Social determinants of schistosomiasis infection

The community’s knowledge, attitudes and practices (KAP) and risk factors influence acquisition, transmission and thus persistence of schistosomiasis in the community [34]. As such, a good understanding of local KAP is central to the development of effective control measures that would thwart further transmission [15]. Communities, especially children, lack understanding on the transmission of schistosomiasis [15,33]. In Tanzania, for instance, the prevalence of the disease remained as high as 62%, although 82% of the children were treated for it [35]. This may be attributed to a lack of knowledge on the transmission of schistosomiasis and unchanged behaviour in many of the school children [35,36].
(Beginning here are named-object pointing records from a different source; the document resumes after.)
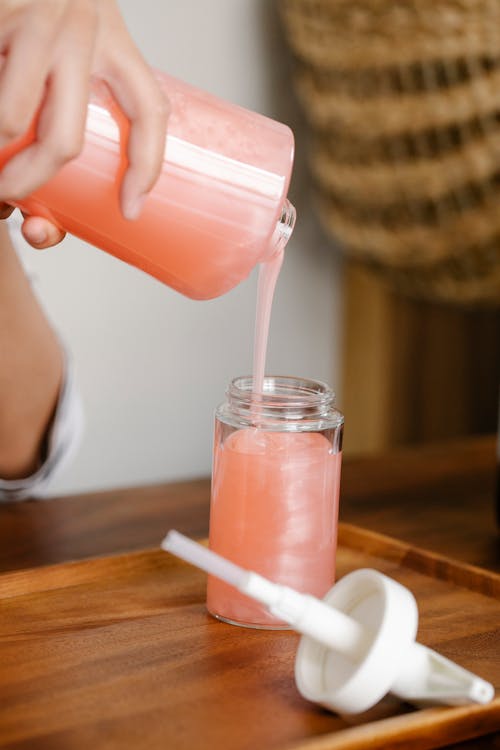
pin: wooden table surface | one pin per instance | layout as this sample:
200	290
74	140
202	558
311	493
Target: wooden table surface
437	497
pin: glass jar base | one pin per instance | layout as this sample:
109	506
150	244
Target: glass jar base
254	626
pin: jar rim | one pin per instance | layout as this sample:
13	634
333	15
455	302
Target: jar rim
282	390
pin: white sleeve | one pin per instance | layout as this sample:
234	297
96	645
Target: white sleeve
62	441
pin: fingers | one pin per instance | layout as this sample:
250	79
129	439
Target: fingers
61	120
59	134
23	74
139	96
40	233
5	210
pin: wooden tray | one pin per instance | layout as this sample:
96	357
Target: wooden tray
119	652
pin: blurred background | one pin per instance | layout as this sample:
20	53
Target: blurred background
391	283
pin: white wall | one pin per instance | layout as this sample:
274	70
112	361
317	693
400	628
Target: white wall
152	365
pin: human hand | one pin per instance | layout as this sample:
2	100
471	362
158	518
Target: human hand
51	49
36	230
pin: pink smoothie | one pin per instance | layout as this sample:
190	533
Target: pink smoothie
210	217
273	510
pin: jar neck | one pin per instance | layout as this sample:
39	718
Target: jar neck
284	399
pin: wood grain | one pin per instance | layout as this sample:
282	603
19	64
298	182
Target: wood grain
119	652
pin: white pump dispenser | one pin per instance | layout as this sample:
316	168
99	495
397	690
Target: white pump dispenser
358	642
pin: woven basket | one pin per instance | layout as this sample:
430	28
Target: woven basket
403	100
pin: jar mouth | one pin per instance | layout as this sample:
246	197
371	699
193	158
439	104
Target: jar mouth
284	399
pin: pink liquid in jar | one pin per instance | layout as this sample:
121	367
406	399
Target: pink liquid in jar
275	491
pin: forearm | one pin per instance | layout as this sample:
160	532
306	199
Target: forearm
31	367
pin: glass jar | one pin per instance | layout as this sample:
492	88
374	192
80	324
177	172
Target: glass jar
275	490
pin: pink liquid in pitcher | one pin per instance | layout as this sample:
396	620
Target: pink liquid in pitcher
210	217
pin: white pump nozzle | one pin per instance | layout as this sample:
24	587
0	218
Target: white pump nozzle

Studies have unveiled that communities perceive schistosomiasis as a normal physiological development in growing children, a disease that recurs however you treat it, a disease for males, a sexually transmitted disease and as a disease better treated with herbs [34,35,37]. In light of these attitudes, it is unlikely that patients will seek treatment from hospitals [33]. In essence, KAP on schistosomiasis has not been adequately studied in Malawi.

Risk factors

Localised studies in Malawi identified occupation, age, education, gender, socioeconomic status, proximity and frequency of visits to water bodies or sources of water as common risk factors [2,18]. Furthermore, studies found a strong association of prevalence and risk factors, with an OR ranging from 1.72 to 5.39 [2]. These findings mean that these factors would determine the level of acquisition of schistosomiasis in Malawi.

Snail intermediate hosts

The distribution of schistosomiasis is determined, to a larger extent, by the presence or absence of snail intermediate hosts [23]. In Malawi, Biomphalaria and Bulinus have been identified, and at least studied, in the Lake Malawi ecosystems [38]. Bulinus nyassanus, one of the intermediate host for S. haematobium [39] is endemic to Lake Malawi and is found on open sandy areas without macrophytes, usually buried 2–3 cm into the gravel. Another snail that is an intermediate host for S. haematobium and is most common among aquatic plants is B. globosus. Although it is uncommon in Lake Malawi, it has been reported in several sites in the lake, especially near inflowing streams [39]. However, there is scanty information on the distribution, seasonality and infectivity of host snails in the communal water reservoirs.

Conclusion

This review has unveiled alarming schistosomiasis morbidity statistics in Malawi amidst years of chemotherapeutical intervention. It has further revealed that risk factors, and knowledge, attitude and practices on schistosomiasis have not been adequately explored. It is expected that more information about the disease in the country will be disclosed as more studies are being conducted. Re-evaluation of the current control measures and implementation of integrated targeted and effective schistosomiasis control measures are recommended if the current morbidity statistics are to be remarkably reduced.

Study limitations

Whilst every effort was made to gather all the relevant documents and information, a number of grey literatures on KAP for the study, including those conducted by the Danish Bilharzia Laboratory around the 1990s, could not be accessed. This is because the literature is not readily available in the public domain. However, since this review mostly focused on the quantification of morbidity and the rest of the information is only supportive, the absence of this literature would not significantly change the outcome of this review.

Endnote

aY denotes specific morbidity; x denotes schistosomiasis infection; a denotes prevalence due to other diseases; b and c denote degree of association where b = (c–1)/(c + 1).